Maddux was never injured, because of his great form–Post hoc, ergo propter hoc?
The bulk of the “Inverted W” condemnation comes from people who believe that the principal authors of this theory are credible, authoritative figures. The persuasive force of the argument comes from the appeal to authority.
[Parenthetically, I like the Latin for this, “argumentum ad verecundiam,” better. “Verecundia” means something closer to “shame” or “awe.” The sense is that “you ought to be ashamed you don’t believe what I say, because I’m citing awesome authority!”]
Perhaps the most forceful debunking of the appeal to authority comes from The Common Man over on the Platoon Advantage blog. The “Inverted W’s” main detractor is one Mike Marshall, a former Cy Young Award winner. The trouble here is that Marshall’s approach to pitching biomechanics may not be correct, either. Will Carroll at Baseball Prospectus tartly summarized a study of Marshall’s pitching mechanics thus:
Marshall’s motion as tested simply does not work. You can read the entire study with all of the numbers here, but to summarize, Marshall’s motion gets less velocity out of more force, meaning it is less efficient.

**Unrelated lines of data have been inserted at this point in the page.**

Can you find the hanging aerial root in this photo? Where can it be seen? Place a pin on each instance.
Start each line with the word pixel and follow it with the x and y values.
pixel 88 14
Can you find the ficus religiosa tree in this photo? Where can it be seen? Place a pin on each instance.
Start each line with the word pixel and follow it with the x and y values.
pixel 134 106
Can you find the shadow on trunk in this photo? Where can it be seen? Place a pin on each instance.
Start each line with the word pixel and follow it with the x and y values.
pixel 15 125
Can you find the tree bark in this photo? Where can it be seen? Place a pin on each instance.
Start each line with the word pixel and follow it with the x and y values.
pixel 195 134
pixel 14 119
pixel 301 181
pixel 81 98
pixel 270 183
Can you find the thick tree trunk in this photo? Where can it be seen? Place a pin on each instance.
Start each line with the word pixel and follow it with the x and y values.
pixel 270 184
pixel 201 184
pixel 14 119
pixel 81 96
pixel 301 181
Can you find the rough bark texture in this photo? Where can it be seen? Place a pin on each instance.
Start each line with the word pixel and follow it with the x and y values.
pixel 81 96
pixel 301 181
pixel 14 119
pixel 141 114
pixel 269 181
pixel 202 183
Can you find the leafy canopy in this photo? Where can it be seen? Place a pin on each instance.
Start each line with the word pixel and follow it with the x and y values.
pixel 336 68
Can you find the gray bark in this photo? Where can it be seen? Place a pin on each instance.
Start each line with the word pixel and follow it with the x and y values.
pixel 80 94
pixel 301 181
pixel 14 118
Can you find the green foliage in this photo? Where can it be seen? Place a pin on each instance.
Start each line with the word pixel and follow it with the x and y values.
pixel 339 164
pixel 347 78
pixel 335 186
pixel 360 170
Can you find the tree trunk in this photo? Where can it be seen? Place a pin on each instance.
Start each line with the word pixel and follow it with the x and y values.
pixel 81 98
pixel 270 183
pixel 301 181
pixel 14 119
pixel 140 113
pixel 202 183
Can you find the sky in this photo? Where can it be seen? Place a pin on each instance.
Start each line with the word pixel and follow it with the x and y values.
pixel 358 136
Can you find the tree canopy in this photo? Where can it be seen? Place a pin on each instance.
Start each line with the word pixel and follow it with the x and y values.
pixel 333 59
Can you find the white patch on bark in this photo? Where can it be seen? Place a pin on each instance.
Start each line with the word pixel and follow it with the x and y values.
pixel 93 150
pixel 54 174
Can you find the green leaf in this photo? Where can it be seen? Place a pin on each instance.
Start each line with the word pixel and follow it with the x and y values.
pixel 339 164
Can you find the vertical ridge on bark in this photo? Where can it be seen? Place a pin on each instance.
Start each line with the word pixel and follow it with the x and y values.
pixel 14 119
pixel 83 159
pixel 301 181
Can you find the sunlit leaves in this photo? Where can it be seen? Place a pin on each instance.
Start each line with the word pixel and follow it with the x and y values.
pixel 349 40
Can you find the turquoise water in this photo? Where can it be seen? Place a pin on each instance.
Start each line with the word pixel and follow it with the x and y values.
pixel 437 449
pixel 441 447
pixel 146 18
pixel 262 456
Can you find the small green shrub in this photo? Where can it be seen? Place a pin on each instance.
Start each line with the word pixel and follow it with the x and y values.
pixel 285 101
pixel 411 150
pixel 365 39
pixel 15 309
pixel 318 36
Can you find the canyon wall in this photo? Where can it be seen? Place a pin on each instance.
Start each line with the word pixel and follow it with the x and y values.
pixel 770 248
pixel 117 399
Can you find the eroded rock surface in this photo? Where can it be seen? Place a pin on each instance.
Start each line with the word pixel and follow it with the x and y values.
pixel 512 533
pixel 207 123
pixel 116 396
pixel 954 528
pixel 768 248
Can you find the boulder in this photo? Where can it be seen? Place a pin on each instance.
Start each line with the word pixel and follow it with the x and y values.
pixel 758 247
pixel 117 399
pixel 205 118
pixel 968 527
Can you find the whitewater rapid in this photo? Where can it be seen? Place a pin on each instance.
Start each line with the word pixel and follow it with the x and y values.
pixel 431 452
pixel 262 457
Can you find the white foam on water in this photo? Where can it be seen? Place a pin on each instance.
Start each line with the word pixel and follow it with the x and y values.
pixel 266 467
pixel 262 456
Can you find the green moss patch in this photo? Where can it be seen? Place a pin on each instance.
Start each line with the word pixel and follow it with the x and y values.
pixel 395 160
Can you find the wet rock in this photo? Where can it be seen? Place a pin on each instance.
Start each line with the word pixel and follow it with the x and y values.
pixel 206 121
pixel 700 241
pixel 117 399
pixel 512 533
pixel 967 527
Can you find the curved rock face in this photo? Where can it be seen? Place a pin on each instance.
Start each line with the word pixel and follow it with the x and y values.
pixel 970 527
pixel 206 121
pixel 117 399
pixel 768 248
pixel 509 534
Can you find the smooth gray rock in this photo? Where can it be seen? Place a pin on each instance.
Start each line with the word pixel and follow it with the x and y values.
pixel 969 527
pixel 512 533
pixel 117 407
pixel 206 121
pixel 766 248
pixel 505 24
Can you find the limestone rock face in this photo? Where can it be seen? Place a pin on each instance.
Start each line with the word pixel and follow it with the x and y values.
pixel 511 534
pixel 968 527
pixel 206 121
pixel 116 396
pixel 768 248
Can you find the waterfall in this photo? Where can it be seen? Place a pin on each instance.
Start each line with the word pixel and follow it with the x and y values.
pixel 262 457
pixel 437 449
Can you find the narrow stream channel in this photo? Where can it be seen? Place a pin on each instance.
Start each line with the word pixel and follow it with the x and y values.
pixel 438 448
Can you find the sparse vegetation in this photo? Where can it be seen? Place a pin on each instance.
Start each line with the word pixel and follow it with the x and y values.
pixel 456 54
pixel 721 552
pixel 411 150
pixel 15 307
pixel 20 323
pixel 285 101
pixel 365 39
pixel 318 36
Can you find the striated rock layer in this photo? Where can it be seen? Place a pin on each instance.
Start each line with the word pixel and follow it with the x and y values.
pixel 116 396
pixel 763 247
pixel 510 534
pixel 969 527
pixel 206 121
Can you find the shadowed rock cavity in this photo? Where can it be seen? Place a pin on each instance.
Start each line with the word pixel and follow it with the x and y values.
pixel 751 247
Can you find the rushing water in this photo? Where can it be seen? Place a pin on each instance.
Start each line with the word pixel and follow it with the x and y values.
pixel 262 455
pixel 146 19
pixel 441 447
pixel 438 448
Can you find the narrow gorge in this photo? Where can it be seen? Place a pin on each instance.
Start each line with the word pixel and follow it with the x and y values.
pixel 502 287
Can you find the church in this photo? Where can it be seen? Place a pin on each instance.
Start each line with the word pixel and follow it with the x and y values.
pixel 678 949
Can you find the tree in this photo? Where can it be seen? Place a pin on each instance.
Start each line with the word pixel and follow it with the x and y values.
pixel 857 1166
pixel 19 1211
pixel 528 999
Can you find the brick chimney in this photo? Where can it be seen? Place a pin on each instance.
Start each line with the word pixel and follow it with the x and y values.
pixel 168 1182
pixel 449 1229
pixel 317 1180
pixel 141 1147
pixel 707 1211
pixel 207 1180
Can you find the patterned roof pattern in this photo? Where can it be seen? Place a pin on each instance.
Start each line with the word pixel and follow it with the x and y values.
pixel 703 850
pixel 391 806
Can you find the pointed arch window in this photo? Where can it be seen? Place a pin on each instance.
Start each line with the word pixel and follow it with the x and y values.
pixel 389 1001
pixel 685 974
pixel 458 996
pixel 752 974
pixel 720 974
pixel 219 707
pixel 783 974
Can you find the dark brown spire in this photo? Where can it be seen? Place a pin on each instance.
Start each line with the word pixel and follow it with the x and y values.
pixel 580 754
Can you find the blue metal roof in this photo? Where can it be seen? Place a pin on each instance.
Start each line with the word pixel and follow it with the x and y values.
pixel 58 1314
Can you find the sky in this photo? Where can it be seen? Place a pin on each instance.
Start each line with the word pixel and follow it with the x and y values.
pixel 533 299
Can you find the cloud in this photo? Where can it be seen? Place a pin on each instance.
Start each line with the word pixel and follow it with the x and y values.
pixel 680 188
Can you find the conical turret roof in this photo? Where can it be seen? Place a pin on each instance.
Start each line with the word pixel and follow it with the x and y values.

The study itself was conducted by Glenn Fleisig, who seems to have done a great deal of original, peer-reviewed work in measuring and studying the stresses of pitching on the human arm (see, e.g. G.S. Fleisig et al. 1999. Kinematic and kinetic comparison of baseball pitching among various levels of development. Journ. of Biomechanics 32:1371-1375; G.S. Fleisig et al. 1995. Kinetics of Baseball Pitching with Implications About Injury Mechanisms. Am. Journ. of Sports Medicine 23(2):233-239; S.L. Werner, G.S. Fleisig et al. 1993 Biomechanics of the elbow during baseball pitching. Journ. Orthopaedic and Sports Physical Therapy 17(6):274-8.)
After a good examination of the non-inverted-W technique, what’s the verdict? Well, not good for the Anti-Inverted-W crowd:
The data did not support the hypothesis that the Marshall style of pitching produces less risk of injury but with comparable ball velocity as traditional pitching. While the current study provides no direct measurement of injury risk, the biomechanical data do provide shoulder and elbow kinetic parameters….
* * *
Accuracy was also an issue. Collectively, the three skilled Marshall-style pitchers threw only one-third (9 out of 27) of their maxline fastballs for strikes, and about one-fourth (5 out of 21) of their torque fastballs for strikes.
While the current study does provide some insight into the performance and safety about various styles of pitching, future research would also be helpful. Biomechanical testing of a larger sample of Marshall‐style pitchers would be valuable, as would long‐term outcomes of performance and injury compared between Marshall‐style and traditional pitchers.
The trouble with the appeal to authority is that it depends on the credibility of the authority cited. I’m just a baseball fan–I’m not a scientist or a physician or even a physicist. I don’t know anything about the biomechanics of pitching.
But here, what I seem to see is a bunch of published, peer-reviewed, experimental studies on the one hand (Fleisig) against largely speculative hand-wringing on the other. That leads me to think–at least for now–that the “anti-curly-W” brigade may not be as credible as they hold themselves out to be.
Perhaps someone reading this could point me to better studies. I’m genuinely curious about this.